Also, thou son of man, the children of thy people still are talking against thee by the walls and in the doors of the houses, and speak one to another, every one to his brother, saying, Come, I pray you, and hear what is the word that cometh forth from the Lord. And they come unto thee as the people cometh, and they sit before thee as my people, and they hear thy words, but they will not do them: for with their mouth they shew much love, but their heart goeth after their covetousness. And, lo, thou art unto them as a very lovely song of one that hath a pleasant voice, and can play well on an instrument: for they hear thy words, but they do them not. Ezekiel 33:30-33
What we need in the church today is the development of a culture that understands the danger of entertainment. We need to clarify the truth that a crowd of people is not an indication of ministry success nor God’s movement. Certainly, what was happening in Ezekiel’s day is being repeated in our day.
It seems from the text that Ezekiel was a popular preacher. The people were buzzing about him. They were telling others about him. They were inviting others to come and hear him preach. They themselves were attending the services. They greatly enjoyed his preaching. He must have been a great orator. They might have liked his style of preaching. Ezekiel describes it like a concert. They come to hear the pleasant voice and the preforming instruments. What He is saying is that they were enthusiastic about the entertainment value of the service. They came, they invited others, and they were excited only because they received some entertainment benefit.
Many churches draw crowds by appealing to this desire in humanity. People desire entertainment. They desire to have a good time and to feel happy. Churches provide the entertainment for the crowd because it will attract.

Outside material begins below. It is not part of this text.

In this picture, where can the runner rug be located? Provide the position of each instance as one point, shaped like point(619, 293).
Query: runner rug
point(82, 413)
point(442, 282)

They offer magicians, activities, preachers that are more comedians than truth tellers, and sermons that are nothing more than story after story. Youth groups are all about lock-ins, snowboarding, bowling, and any kind of entertainment that will attract young people. The theme seems to be “throw candy at them and they will come.” So we give them plays, movies, dramas, dance, anything to get them to come.
Maybe Ezekiel was a “James” preacher. Maybe he told them straight. Maybe he stepped on toes and he really “gave it to them.” Some folks like that kind of entertaining preaching as well. They come so that they can hear a man tell them what is wrong with everybody else.
Notice that the indictment on all of this is that while the crowd desires entertainment, they have no appetite for instruction. They hear but they do not do. They say how much they enjoy it but their hearts are not in it. They are filled with selfish desires and when the church ceases to provide the scratching for their itch, they are done and gone. They hear the words but they do not do them. Why? Because they came to be entertained not instructed. They came to get, not to give. They have no interest in doing what God commands of them.
They leave happy, entertained, and satisfied but what long-term effect will it have? What life-changing transformation takes place? The answer to both questions is none! Nothing changes. They leave the same spiritual way that they came. They go home, talking about how good it was, they invite others to come, they prepare for the next service, but they fail to obey the Word of God. They are so shallow. They come simply for the spectacle of it all.
As a pastor, I constantly am involved in self-evaluation. What I cannot use to evaluate my preaching is attendance or complements. Not even the absence of trouble in the church is a good evaluator. What determines our effectiveness of ministry is the degree in which hard hearts are transformed by the divine work of God. It is the degree in which the people come to know that Jesus is Lord. It is not in what they say, it is in what they do. Are they doing what He says and not just hearing what He says. How do they respond to God’s Word?